The future direction of Catalunya can be said to be at stake today, as over three and a half thousand delegates of CUP gather at an indoor athletics stadium to hammer out their position on the shape of a Catalan government.
What I said in this post immediately after the Catalan elections of 27 September has proved to be true: that nothing much was going to happen until after the Spanish election which took place just before Christmas. If that election had yielded a decisive result, there might now be a clear way forward. But it didn't; so in effect the Catalan situation is just as much up in the air now as it was three months ago.
The problem is that the Catalan parliament has to elect a new President of the Government within three months of its first meeting (i.e. before 9 January) because if they fail to agree on one, new elections must be held.

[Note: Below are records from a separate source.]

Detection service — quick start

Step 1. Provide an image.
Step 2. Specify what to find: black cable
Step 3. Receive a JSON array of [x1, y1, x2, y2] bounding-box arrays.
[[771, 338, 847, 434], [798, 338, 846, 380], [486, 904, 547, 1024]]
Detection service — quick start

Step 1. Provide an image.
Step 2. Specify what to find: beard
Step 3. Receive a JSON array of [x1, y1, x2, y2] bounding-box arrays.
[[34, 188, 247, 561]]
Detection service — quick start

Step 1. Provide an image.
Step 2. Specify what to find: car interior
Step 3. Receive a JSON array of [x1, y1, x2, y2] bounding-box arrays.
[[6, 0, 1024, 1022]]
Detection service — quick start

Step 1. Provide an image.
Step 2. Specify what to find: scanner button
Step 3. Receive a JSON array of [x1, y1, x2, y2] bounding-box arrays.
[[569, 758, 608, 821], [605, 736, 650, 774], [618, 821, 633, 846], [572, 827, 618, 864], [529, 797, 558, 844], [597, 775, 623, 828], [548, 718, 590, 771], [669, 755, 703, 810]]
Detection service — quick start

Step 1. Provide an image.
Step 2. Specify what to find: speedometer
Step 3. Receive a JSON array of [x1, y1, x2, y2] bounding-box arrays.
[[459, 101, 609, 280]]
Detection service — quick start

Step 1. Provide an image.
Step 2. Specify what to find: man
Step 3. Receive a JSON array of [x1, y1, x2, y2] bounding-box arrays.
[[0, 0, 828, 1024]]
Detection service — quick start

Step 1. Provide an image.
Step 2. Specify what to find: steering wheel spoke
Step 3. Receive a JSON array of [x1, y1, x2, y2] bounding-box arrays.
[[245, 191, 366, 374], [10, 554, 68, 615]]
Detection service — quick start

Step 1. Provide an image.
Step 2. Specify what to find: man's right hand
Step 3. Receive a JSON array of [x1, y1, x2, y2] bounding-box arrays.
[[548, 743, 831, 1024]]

Junts pel Sí (the coalition of pro-independence parties) have stuck to their position that Artur Mas should be President; CUP has refused to accept him. But neither side wants new elections because they already have what they both really want: namely enough seats between them to carry through the independence process in the Catalan Parliament. They would not put that in jeopardy.
So it is only a question of who leads the Catalan Government rather than what that Catalan Government does.
After months of negotiations, a proposal has been put forward by Junts pel Sí, and at today's meeting the CUP delegates will choose one of four options: Yes to the proposal with Mas as President; Yes to the proposal without Mas as President; No to the proposal, but Yes to Mas as President; or No to both. They'll have several rounds of voting with the least popular being rejected in each round.
My guess is that they'll choose the second. But CUP are unpredictable, and deciding these options by secret ballot can only add to that unpredictability. It may well be that for all their vehement public posturing against Mas, they might privately hold their noses and say Yes because independence is more important than who leads them to it.
We'll know by this evening.
Update - 20:50, 27 December 2015
Well, I wouldn't have thought it possible, but the result is an exact tie. After two of the options had been easily defeated (neither of which had more than 4% support in the first round) the last two options received exactly 1515 votes each.
Option A: Yes to proposal, Yes to Mas ... 45.17%
Option B: No to proposal, No to Mas ... 47.14%
Option C: No to proposal, Yes to Mas ... 3.62%
Option D: Yes to proposal, No to Mas ... 3.42%
Option A: Yes to proposal, Yes to Mas ... 48.71%
Option B: No to proposal, No to Mas ... 49.80%
Option C: No to proposal, Yes to Mas ... 0.92%
Option A: Yes to proposal, Yes to Mas ... 50.0%
Option B: No to proposal, No to Mas ... 50.0%
A final decision is now going to be made by CUP's Grupo de Acción Parlamentaria (a sort of executive committee) on 2 January.